The Sunday Times reported this week that Japan, in an effort to secure votes to allow commercial whaling, has bribed small countries with aid packages, plus spending money and prostitutes for visiting officials.
Officials with six countries — St Kitts and Nevis, the Marshall Islands, Kiribati, Grenada, Ivory Coast and Guinea — were willing to negotiate with an undercover Times reporter posing as a lobbyist, and some revealed their similar dealings with Japan.
“We support Japan because of what they give us,” said one senior fisheries official for the Marshall Islands said. The Times also reported that officials are given cash — up to $1,000 a day — in envelopes, and call girls are made available in their hotels.

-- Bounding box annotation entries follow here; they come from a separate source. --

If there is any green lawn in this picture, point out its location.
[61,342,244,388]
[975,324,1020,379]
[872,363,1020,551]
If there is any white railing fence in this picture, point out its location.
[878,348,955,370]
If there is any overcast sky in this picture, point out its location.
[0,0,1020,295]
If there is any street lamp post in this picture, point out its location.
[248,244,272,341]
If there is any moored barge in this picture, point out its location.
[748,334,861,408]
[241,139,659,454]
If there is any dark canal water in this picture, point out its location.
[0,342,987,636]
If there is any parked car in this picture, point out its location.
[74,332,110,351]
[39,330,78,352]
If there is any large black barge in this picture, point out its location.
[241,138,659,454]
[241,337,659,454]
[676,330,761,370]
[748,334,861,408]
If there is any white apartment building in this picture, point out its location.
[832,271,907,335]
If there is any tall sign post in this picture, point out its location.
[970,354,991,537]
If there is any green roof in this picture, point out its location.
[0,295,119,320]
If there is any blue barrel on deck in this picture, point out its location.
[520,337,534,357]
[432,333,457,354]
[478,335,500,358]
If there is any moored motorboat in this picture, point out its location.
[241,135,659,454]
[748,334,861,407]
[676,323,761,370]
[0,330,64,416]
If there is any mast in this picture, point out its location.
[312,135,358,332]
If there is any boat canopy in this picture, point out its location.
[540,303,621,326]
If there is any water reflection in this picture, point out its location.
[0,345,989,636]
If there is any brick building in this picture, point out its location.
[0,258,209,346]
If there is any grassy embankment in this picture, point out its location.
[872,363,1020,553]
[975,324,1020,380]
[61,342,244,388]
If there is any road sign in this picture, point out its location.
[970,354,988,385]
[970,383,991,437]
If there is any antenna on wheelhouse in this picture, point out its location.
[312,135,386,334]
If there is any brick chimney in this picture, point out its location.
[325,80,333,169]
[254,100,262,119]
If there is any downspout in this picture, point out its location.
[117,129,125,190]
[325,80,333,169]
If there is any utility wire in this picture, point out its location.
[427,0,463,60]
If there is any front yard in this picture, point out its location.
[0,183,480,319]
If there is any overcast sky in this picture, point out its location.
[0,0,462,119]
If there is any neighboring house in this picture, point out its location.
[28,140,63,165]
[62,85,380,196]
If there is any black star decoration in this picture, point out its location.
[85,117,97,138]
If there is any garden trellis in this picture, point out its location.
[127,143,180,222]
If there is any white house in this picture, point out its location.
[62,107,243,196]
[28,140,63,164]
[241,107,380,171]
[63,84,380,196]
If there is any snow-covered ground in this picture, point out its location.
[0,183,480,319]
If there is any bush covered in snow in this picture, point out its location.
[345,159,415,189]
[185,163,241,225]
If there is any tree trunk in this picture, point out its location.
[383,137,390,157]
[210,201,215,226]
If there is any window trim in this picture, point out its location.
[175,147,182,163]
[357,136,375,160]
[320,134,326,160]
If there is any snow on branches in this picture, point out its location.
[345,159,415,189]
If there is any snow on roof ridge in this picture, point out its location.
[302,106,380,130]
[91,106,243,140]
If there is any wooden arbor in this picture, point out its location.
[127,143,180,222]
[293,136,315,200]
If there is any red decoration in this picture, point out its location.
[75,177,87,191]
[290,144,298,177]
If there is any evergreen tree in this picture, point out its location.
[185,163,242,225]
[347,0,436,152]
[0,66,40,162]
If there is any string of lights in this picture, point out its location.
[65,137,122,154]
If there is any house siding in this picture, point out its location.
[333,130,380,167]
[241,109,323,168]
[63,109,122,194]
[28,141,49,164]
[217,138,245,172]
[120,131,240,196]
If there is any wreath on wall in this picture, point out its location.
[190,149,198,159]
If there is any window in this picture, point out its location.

Japan, the Marshall Islands and Kiribati have all denied the allegations.
Japan is making a push with the International Whaling Commission to legalize commercial whaling. Such practice has been banned since 1986, but whaling countries (namely Japan, Norway and Iceland) use a “scientific research” loophole to kill about 3,000 whales a year. Despite only being allowed to kill whales for scientific purposes, whale meat can be found in Japanese markets and restaurants.
Japan has proposed closing the loophole and allowing legalized, regulated commercial whaling, limited to killing 1,800 whales a year.
The IWC vote will take place next week on Morocco.
Japanese whaling officials have called one species the “cockroach of the ocean.”